The record is credited to Don Elliott and the Cartoon Cowboys with Jimmy Carroll Orchestra, and is titled "Ooch, Ooch, Ouch!". It appears that this is the same Don Elliott who is primarily known as a jazz trumpet player, but who is also listed as a vocal talent in some searches, and was one of the hipsters behind the Chipmunks-meet-Bebop project "The Nutty Squirrels", in late 1959. Here, he is doing the voice of Quick Draw McGraw, who was voiced in the series of cartoons by Daws Butler - who most certainly would have been available to the Hanna-Barbera people, so what is Elliott doing as the voice here?:
This record always seemed weird to me. Several of my childhood records seemed at least moderately strange, but this was weirder than most of the others. For one thing, it's FIFTY THREE SECONDS LONG!!! It's the whole side of the single, and it times out at well under a minute! I can literally see the spaces between the groove as it moves towards the center of the record.
Just as odd is the performance of the song. First, there is the fact that (to me, at least), it sounds like we join the song in progress, almost in mid-breath of the singer, and certainly after some sort of music has already been played.
Then there is the deeply weird lead vocal, the overly peppy chorus, singing in such jolly spirits about being conked on the head (I particularly like the happy way they sing "He's a grouch", which is repeated three times), and the wacky sound effects. Not unheard of in kids records, but the feel of this one is sort of different, and the sudden ending just makes it weirder.
There actually is a postscript to the Don Elliot record. After I posted this song to my own blog, several years ago, my brother did some searching, and found out that, yes indeed, this is a crudely excerpted set of segments, edited into those 53 seconds, from a longer piece (nearly 3 1/2 minutes), one which appeared on a Hanna-Barbera album.
The longer has a weirdness of its own, but is at least fairly cohesive, and the segments pulled out for the 45 work within the confines of the full track. Plus you get to hear ridiculous lyrics such as "floor-de-floor-de-floor-de-floor", which would have made me crack up at age six, had they bothered to put the whole song on the 45.

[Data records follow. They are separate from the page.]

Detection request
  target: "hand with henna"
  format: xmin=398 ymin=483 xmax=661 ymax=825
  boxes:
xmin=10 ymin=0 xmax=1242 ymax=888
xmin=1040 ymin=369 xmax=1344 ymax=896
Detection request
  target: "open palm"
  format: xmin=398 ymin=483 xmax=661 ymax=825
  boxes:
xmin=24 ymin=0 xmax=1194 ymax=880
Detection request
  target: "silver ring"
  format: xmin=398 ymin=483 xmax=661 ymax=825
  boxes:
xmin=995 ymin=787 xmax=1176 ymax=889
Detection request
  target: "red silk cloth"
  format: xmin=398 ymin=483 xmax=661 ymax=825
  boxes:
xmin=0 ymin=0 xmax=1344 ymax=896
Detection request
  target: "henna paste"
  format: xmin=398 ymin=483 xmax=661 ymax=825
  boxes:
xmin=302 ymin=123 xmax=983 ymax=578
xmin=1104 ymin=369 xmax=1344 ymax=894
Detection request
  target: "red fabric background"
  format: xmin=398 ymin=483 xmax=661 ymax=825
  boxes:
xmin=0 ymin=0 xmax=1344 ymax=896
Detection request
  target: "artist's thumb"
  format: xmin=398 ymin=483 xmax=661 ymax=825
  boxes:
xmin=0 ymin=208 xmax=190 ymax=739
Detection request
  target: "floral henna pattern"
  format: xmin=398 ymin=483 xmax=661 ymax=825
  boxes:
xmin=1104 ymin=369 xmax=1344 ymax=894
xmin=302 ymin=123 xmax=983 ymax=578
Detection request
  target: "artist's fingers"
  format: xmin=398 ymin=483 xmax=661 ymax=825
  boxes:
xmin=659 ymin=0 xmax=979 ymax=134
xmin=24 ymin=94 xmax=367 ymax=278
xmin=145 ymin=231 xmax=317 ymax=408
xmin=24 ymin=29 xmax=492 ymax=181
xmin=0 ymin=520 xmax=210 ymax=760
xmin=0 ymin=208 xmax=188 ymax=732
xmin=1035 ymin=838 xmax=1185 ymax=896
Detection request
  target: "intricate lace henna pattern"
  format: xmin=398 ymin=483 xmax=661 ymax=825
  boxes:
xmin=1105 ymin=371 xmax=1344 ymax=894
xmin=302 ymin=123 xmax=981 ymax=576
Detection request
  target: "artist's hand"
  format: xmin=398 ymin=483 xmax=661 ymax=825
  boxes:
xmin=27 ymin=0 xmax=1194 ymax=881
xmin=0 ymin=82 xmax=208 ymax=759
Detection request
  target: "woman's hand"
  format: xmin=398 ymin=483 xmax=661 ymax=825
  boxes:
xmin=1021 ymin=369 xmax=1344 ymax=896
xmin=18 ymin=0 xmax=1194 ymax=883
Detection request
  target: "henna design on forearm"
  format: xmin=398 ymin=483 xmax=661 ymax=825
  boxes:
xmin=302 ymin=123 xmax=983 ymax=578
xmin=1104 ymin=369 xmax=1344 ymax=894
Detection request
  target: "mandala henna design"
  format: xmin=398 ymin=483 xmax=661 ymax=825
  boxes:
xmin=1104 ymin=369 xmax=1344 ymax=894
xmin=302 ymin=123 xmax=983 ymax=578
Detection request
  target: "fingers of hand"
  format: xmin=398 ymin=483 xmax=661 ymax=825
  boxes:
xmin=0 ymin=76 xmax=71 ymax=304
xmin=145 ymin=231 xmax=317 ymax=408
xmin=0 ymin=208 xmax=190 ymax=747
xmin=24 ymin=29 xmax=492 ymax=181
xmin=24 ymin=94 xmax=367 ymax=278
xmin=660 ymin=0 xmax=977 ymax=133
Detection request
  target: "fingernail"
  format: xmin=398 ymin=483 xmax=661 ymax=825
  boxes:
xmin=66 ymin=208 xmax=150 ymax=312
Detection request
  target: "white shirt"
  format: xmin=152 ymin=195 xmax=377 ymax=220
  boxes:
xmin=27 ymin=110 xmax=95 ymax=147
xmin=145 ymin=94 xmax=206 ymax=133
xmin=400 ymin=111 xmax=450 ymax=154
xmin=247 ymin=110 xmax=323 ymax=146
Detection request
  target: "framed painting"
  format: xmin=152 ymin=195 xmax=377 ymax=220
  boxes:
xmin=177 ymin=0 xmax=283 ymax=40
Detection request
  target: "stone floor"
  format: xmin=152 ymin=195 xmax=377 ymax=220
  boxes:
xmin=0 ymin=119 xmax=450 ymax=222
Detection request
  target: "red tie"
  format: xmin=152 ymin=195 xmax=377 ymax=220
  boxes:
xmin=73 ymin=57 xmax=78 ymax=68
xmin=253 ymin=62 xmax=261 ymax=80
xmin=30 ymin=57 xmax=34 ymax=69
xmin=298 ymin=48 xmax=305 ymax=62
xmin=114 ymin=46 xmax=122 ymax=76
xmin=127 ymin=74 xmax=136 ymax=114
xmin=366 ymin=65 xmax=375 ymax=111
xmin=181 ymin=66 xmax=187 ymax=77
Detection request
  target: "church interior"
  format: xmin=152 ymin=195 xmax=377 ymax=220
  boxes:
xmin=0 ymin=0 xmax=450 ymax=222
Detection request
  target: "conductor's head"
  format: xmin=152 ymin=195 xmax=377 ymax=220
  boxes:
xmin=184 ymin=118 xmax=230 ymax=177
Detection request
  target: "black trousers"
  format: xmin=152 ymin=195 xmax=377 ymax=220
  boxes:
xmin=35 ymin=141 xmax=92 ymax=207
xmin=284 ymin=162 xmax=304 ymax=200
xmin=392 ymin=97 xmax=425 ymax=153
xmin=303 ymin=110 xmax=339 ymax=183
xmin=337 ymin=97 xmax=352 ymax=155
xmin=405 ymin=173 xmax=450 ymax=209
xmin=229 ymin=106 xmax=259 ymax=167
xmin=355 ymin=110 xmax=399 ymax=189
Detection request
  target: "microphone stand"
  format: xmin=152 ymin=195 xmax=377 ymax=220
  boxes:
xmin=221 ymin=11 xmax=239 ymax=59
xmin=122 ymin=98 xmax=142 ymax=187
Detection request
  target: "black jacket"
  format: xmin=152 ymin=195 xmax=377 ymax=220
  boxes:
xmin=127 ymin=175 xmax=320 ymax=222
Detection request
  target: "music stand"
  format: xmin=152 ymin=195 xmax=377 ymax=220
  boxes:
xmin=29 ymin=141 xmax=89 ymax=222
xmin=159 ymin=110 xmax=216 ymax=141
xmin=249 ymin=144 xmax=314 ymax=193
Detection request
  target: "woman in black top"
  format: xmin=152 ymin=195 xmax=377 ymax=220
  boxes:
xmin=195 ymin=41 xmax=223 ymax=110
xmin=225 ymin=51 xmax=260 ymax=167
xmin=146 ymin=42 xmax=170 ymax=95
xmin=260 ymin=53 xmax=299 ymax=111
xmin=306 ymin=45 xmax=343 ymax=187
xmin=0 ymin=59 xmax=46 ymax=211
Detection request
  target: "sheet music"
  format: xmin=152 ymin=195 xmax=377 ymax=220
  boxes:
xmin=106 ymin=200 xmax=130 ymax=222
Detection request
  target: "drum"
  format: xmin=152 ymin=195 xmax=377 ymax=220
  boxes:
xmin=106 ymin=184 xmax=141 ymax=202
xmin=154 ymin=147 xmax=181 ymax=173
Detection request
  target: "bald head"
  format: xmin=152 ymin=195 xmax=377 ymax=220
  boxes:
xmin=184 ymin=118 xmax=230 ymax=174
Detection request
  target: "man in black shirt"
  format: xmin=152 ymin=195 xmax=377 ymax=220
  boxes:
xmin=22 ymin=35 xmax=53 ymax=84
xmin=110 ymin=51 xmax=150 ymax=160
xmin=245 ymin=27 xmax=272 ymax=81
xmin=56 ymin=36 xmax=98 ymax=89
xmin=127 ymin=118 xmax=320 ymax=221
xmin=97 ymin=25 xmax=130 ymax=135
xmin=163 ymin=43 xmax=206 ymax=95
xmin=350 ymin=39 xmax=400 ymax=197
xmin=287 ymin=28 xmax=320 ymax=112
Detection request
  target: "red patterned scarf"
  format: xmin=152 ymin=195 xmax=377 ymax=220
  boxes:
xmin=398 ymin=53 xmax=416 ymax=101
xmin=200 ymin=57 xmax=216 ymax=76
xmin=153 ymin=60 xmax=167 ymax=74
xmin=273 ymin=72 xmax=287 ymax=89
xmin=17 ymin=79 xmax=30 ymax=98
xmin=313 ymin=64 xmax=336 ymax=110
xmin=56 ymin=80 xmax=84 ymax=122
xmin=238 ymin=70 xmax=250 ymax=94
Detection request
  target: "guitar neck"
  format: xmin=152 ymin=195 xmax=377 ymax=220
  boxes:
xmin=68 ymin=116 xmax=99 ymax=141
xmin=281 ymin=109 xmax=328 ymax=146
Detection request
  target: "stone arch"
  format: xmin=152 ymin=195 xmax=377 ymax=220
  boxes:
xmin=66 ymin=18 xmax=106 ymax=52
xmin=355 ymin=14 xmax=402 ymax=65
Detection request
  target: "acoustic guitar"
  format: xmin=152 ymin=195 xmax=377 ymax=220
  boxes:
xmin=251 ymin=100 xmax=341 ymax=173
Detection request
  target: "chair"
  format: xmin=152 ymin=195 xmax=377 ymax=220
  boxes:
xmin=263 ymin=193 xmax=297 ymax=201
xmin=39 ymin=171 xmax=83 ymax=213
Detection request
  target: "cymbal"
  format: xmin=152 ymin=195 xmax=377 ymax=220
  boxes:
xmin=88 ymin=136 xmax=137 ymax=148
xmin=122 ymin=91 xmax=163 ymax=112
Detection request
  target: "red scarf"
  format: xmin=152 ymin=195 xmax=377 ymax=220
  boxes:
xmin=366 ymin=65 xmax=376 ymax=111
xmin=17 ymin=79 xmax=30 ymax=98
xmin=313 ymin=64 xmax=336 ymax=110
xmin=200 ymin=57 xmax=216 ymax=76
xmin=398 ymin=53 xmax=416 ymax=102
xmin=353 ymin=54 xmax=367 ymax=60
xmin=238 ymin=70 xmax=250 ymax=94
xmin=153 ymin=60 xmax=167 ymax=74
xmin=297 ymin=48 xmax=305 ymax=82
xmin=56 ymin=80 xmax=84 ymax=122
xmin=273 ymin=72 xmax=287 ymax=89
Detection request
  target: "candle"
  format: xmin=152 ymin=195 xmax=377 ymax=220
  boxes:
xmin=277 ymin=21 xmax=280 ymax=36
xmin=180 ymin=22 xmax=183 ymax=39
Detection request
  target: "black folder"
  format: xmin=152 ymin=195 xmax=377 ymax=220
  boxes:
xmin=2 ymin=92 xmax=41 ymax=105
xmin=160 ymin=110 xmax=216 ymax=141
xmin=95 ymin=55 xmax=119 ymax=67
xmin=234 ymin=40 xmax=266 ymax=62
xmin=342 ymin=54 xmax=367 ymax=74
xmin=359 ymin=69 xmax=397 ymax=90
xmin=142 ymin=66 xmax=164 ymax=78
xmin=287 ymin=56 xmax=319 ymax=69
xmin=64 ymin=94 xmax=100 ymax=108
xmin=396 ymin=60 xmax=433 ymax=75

The mystery remains, though - why edit down a song for a 45, to roughly 1/4th of its original length, removing all context from the song, making terrible edits and slapping it on a 45 that could easily have handled the original length without those edits? Who was it that listened to the edited version and said something along the lines of, "yup, that's perfect - that'll be GREAT for our next kids' 45"?